Outre la température, un autre obstacle nuit à la pérennité des patinoires : les patineurs impatients. Pour qu’une glace demeure praticable, il faut lui laisser le temps de geler.

« Ça prend une bonne épaisseur, sinon, elle s’use trop vite. Pour ça, il faut de la neige, de l’eau, mais aussi trois journées consécutives où il fait minimalement -10 Cº.
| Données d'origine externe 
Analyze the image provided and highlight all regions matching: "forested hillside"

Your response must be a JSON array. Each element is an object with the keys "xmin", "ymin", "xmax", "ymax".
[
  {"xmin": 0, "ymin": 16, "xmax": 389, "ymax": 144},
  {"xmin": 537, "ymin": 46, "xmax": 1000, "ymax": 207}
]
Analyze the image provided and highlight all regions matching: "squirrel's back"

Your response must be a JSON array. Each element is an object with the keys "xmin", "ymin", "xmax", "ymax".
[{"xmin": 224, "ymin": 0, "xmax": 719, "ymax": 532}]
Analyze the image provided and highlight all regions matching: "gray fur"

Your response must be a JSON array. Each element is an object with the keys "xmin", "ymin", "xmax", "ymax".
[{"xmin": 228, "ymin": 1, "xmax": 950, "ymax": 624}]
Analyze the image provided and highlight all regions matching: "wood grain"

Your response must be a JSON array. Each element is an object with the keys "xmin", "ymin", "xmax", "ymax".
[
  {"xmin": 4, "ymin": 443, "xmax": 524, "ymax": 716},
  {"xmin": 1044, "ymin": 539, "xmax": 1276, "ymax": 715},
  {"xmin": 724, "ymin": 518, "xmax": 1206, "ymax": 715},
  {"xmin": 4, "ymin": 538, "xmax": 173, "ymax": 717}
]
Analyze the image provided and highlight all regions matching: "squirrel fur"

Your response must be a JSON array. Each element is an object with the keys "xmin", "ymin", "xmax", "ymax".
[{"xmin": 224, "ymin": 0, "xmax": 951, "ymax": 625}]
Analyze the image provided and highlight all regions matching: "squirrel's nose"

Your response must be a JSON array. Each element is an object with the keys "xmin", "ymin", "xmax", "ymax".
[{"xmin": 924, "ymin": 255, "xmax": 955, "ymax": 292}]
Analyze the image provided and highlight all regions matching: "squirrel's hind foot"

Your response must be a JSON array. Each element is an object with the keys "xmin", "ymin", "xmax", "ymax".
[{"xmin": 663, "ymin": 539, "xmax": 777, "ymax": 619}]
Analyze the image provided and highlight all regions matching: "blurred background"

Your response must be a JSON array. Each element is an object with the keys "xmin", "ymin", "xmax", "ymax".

« S’il fait -4 Cº, ça peut prendre un bon 12 heures avant que ça gèle pour vrai et souvent, on a des gens qui utilisent la patinoire même si la glace est molle. Lorsqu’ils patinent malgré les interdictions, ils ne se rendent pas service, car ça détériore la surface. Il faut donc repartir la glace, au milieu de la saison », expose M. Tanguay.

Rentrer dans son argent

Entretenir des patinoires extérieures engendre des frais à l’arrondissement. Or, si la saison est plus courte que prévu, est-ce toujours rentable?

Difficile à dire pour l’instant, car du côté de l’administration locale, impossible de dire combien elle débourse exactement pour une patinoire.

« Les coûts associés sont compris dans le budget d’entretien des parcs. L’équipe responsable fait la tournée des espaces verts pour déneiger les sentiers, vider les poubelles, arroser les patinoires, etc. Ça rentre là-dedans.

« Cette année, quel hiver va-t-on avoir? On ne peut pas le prédire. C’est sûr que si on a encore une saison de 30 jours, il va peut-être falloir qu’on ait des réflexions à ce sujet, en prenant notre situation financière en compte. Mais on n’en est pas encore rendu là. Il est trop tôt pour peser sur le bouton panique », assure M. Tanguay.

Les patinoires extérieures du Plateau-Mont-Royal

Voici une liste des parcs où l’on retrouve des patinoires extérieures, sur le Plateau-Mont-Royal :

– Parc De Lorimier, compris entre l’avenue Laurier et les rues Chabot, de Bordeaux et Masson

– Parc Saint-Michel, à l’angle de la rue Saint-Dominique et de l’avenue Laurier

– Parc Baldwin, situé entre les terrasses Mercure et Guindon, ainsi que les rues Chapleau et Fullum

– Parc Jeanne-Mance, situé à l’angle des avenues du Mont-Royal et du Parc, ainsi que la rue de l’Esplanade

– Parc La Fontaine, situé entre l’avenue du même nom, la rue Rachel, l’avenue Papineau et la rue Sherbrooke Est

– Parc Sir-Wilfrid-Laurier, délimité par l’avenue Laurier ainsi que les rues de Mentana, Saint-Grégoire et de Brébeuf.